Essa tarefa foi planejada e recém-concluída em abril também por um executivo que chegou à casa na fase de ajustes - mais exatamente no começo de 2023, como CMO: Sergio Esteves, ex-AB InBev - incluindo o “braço” global de inovação, a ZX Ventures - e ex-BRF.
A integração da marca Loft tem favorecido frentes como o cross selling de solucões para imobiliárias, que incluem de fiança de aluguel e seguro residencial a financiamento imobiliário, acesso ao marketplace, home equity e sistema de gestão (CRM). A visão é buscar destravar as transações - e monetizar em cima. A venda cruzada aumentou 70% nos seis primeiros meses de marca integrada, segundo Esteves.
“Fica mais simples conversar com as imobiliárias quando você chega com um discurso único e tem tudo reunido em uma marca, que se chama Loft Mais Negócios, como uma caixa de ferramentas para esse público”, disse Esteves.
Há outras iniciativas em curso que têm amplo potencial, segundo os executivos, como o Clube Loft, um clube de relacionamento e fidelidade para imobiliárias que concede não só bonificação por desempenho como busca promover a conexão entre os profissionais e a troca de melhores práticas.
“Como é um mercado muito fragmentado, as imobiliárias veem como algo muito valioso ter a chance de trocar informações entre elas”, disse Esteves na mesma entrevista à Bloomberg Línea.
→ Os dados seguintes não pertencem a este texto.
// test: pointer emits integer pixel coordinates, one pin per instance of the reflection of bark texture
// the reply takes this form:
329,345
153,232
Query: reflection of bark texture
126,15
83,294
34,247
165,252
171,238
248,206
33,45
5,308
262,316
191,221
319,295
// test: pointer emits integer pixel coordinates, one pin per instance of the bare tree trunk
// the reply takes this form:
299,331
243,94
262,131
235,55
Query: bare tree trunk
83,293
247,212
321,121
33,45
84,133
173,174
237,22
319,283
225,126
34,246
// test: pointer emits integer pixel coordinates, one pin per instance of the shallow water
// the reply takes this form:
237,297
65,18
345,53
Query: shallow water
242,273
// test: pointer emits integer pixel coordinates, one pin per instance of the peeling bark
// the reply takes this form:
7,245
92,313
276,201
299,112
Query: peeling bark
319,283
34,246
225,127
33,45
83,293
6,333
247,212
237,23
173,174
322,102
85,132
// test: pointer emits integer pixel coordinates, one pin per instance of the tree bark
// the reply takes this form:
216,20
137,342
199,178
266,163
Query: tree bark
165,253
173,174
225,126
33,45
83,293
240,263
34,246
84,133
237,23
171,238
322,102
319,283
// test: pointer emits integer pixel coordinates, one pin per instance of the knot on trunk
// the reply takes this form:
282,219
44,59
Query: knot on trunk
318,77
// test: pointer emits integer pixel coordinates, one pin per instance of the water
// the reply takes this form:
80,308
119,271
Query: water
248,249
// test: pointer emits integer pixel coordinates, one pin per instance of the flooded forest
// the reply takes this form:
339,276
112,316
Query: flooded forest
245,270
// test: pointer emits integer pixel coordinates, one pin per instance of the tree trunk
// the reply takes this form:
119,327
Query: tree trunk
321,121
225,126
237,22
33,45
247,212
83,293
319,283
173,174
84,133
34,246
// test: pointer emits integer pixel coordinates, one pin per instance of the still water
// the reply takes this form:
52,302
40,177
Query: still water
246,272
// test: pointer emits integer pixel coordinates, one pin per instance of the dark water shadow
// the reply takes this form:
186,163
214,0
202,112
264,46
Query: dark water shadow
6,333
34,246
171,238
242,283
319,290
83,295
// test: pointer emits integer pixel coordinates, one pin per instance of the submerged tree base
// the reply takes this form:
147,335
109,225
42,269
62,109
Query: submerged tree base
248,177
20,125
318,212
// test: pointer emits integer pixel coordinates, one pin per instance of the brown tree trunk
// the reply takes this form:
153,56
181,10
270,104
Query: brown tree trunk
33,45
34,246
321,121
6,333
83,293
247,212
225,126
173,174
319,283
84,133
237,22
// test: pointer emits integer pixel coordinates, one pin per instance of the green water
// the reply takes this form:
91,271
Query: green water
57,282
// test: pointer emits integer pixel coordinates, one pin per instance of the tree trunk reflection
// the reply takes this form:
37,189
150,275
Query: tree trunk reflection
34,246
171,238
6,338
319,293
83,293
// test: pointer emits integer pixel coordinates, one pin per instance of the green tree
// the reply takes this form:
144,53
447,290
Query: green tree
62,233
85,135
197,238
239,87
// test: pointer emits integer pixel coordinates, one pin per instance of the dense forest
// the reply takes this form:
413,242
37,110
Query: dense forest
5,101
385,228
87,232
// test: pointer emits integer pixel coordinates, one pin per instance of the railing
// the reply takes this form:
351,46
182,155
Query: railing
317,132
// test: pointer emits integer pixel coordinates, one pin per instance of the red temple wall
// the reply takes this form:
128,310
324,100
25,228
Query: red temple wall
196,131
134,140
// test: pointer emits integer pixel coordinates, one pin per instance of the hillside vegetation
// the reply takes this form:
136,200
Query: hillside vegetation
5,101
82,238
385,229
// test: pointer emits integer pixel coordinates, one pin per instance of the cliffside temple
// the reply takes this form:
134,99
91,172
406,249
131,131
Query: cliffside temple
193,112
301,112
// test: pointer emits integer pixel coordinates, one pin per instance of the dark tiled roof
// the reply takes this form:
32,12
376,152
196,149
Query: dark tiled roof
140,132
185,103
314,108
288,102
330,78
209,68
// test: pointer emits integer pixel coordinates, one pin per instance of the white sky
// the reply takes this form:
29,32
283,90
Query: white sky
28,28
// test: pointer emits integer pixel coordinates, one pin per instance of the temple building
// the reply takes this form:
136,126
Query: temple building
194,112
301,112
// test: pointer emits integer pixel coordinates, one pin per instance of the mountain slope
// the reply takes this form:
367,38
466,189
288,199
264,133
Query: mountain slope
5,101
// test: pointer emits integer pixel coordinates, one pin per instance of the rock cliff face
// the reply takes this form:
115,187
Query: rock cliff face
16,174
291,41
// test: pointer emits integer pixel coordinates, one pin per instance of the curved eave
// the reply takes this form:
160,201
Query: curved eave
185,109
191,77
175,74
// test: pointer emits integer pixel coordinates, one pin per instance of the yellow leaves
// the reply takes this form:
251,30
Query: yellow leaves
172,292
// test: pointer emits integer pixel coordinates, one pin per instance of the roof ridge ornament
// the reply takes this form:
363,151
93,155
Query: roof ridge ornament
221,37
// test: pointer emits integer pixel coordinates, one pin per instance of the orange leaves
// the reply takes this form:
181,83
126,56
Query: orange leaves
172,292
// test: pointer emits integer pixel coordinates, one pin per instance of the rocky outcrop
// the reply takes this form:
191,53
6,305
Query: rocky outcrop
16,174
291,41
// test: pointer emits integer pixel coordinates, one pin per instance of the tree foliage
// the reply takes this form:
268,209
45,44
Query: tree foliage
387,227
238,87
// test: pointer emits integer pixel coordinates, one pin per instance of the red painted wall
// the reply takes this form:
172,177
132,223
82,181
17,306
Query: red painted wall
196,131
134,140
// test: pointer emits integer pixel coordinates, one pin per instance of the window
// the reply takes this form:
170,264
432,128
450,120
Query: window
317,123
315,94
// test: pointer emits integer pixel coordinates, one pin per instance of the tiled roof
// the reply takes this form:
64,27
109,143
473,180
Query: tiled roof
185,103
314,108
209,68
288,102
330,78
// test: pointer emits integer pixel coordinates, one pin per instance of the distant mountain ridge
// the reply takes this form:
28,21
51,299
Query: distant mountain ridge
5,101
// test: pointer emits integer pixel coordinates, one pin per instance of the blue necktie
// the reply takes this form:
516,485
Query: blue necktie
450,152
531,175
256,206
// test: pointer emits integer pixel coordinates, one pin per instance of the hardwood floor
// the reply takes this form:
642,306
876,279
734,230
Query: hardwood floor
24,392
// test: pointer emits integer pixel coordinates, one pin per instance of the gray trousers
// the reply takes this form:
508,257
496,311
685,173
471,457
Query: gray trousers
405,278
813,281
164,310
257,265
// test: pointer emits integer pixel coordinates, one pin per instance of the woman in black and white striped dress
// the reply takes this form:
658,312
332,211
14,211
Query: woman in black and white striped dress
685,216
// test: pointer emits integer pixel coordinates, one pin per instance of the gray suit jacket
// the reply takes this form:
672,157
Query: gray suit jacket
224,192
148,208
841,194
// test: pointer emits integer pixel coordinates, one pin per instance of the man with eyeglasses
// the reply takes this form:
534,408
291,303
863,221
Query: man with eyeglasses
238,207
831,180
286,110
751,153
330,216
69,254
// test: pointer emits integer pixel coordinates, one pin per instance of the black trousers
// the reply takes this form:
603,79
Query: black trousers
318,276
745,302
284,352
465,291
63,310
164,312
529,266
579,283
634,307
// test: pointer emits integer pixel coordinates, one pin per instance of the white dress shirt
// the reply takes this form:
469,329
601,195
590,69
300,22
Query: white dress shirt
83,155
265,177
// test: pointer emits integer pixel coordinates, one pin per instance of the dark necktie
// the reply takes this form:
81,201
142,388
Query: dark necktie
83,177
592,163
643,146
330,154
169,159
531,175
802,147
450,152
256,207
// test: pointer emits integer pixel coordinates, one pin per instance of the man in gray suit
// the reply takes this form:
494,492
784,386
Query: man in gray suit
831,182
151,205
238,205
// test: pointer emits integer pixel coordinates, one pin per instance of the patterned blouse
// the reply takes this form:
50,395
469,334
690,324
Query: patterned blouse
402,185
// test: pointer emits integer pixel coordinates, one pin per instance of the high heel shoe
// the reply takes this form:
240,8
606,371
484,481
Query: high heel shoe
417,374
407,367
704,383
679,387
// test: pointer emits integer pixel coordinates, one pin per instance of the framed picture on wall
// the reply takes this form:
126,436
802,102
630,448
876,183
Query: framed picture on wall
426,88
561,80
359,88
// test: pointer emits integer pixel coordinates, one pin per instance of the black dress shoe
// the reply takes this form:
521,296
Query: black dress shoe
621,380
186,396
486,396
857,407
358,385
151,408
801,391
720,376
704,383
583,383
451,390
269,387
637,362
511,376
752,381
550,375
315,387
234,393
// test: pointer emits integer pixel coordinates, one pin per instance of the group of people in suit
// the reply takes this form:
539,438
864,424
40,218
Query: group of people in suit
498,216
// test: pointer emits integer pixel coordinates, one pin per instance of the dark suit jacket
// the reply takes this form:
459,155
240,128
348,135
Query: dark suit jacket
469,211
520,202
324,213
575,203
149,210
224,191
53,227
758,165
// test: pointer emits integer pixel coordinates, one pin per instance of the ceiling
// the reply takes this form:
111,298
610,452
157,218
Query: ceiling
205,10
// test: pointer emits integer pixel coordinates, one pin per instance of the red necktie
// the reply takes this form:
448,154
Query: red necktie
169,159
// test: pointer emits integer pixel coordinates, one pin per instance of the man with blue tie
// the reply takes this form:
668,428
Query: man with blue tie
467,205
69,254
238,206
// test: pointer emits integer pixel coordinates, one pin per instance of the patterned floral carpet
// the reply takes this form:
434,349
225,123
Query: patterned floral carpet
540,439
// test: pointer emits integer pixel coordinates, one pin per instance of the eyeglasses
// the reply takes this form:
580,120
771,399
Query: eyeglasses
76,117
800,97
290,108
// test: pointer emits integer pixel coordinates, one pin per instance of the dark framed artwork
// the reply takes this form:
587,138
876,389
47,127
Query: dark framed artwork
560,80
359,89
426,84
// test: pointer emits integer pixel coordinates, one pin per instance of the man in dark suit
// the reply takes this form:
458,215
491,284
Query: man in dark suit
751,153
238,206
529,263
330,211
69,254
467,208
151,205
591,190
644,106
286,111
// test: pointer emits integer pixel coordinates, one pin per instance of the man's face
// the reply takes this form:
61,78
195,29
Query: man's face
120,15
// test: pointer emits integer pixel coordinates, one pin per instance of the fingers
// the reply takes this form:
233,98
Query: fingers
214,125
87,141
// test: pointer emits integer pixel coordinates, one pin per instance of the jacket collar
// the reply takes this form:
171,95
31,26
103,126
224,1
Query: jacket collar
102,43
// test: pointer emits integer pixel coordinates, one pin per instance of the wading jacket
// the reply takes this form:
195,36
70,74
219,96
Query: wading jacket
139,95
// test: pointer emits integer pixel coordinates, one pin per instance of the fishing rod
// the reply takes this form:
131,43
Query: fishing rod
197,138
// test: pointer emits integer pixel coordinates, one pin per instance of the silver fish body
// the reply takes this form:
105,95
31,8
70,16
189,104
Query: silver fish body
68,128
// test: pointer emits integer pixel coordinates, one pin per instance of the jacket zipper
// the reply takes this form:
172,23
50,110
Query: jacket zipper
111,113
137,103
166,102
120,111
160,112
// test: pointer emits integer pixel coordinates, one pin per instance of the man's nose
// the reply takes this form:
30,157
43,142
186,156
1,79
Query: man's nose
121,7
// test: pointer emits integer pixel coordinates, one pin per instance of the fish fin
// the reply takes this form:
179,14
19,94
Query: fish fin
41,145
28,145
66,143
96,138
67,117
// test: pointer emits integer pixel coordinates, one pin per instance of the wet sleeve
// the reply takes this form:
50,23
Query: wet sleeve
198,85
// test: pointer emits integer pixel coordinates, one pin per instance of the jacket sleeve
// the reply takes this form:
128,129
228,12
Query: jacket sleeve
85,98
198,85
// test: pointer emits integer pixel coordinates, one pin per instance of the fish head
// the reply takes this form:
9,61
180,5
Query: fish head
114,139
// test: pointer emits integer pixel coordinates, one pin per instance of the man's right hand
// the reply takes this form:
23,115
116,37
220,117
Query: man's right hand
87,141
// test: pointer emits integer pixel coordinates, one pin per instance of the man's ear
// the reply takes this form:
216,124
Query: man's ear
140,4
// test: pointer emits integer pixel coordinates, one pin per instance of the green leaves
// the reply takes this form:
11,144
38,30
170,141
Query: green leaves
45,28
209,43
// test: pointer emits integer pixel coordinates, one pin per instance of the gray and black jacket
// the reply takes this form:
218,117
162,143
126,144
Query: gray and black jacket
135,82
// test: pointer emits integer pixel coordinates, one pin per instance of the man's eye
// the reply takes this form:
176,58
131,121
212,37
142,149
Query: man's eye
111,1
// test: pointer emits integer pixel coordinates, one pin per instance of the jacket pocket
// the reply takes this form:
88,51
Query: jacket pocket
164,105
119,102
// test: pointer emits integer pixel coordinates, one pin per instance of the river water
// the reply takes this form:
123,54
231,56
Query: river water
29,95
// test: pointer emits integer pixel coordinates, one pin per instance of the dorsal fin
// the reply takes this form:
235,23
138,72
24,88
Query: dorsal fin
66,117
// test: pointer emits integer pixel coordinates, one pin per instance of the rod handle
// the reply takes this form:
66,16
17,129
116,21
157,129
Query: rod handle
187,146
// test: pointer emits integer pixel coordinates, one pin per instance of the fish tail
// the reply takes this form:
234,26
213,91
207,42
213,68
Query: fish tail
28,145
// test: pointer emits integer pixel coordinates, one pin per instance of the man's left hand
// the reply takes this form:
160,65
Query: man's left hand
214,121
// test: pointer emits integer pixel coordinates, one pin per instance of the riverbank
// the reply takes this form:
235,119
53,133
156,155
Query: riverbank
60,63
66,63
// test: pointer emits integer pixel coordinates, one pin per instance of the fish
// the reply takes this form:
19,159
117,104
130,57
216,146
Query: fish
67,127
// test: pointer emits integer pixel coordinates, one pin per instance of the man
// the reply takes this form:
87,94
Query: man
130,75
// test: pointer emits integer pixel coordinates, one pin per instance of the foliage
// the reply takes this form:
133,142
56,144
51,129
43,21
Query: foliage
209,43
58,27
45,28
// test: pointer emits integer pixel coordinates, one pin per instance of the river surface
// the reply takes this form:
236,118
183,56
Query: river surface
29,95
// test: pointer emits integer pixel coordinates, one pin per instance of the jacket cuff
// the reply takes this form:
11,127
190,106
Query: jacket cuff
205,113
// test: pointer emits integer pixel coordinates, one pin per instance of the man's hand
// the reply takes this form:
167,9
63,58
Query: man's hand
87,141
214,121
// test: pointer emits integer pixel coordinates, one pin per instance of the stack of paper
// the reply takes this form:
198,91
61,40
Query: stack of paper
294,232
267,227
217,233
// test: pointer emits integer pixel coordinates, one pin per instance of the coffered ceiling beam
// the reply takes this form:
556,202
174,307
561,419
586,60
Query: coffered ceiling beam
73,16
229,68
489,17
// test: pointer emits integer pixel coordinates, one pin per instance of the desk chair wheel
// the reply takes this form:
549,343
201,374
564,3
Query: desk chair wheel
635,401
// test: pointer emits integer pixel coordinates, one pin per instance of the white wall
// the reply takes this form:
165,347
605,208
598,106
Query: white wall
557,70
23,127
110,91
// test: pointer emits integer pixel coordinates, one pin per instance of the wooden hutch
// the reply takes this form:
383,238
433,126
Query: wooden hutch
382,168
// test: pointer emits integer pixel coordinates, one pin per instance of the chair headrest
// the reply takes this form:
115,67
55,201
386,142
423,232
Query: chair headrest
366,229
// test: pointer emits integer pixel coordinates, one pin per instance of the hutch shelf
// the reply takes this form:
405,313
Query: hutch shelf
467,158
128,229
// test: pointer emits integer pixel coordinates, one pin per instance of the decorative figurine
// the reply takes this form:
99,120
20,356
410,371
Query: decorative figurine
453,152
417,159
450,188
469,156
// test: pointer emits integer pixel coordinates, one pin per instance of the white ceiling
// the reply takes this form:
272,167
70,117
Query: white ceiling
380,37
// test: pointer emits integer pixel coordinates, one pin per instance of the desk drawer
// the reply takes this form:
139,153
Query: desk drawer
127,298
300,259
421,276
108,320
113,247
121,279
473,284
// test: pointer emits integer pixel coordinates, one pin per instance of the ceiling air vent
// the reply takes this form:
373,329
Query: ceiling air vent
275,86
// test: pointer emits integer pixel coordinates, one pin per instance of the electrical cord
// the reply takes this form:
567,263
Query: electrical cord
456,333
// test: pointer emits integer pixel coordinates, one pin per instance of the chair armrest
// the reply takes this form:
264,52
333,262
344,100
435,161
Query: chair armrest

Em convenção realizada há dois meses, segundo ele, havia imobiliárias de noventa cidades.
Aprendizados e ambidestria
O novo momento da Loft, segundo Pencz, é resultado também de aprendizado da evolução da empresa ao longo de sua relativamente curta trajetória, segundo Pencz.
Fundada em meados de 2018 por Pencz e Florian Hagenbuch, a Loft teve um crescimento meteórico e se tornou em janeiro de 2020 a startup brasileira que menos tempo levou para se tornar um unicórnio - startup avaliada em US$ 1 bilhão ou mais -, após um aporte de US$ 175 milhões em rodada Series C liderado pela Vulcan Capital e a Andreessen Horowitz.
Eram outros tempos de custo de capital mais baixo, com liquidez no mercado, em que a rentabilidade e a eficiência ficavam em segundo plano, assim como para a maioria das startups.
A proptech atuava em seus anos iniciais com o modelo inicial de compra, reforma e venda de apartamentos em São Paulo. Os novos recursos e as conversas com investidores levaram os fundadores a investir posteriormente para desenvolver um marketplace para negociar também imóveis de terceiros, o que abriu as portas para o ganho de escala do negócio.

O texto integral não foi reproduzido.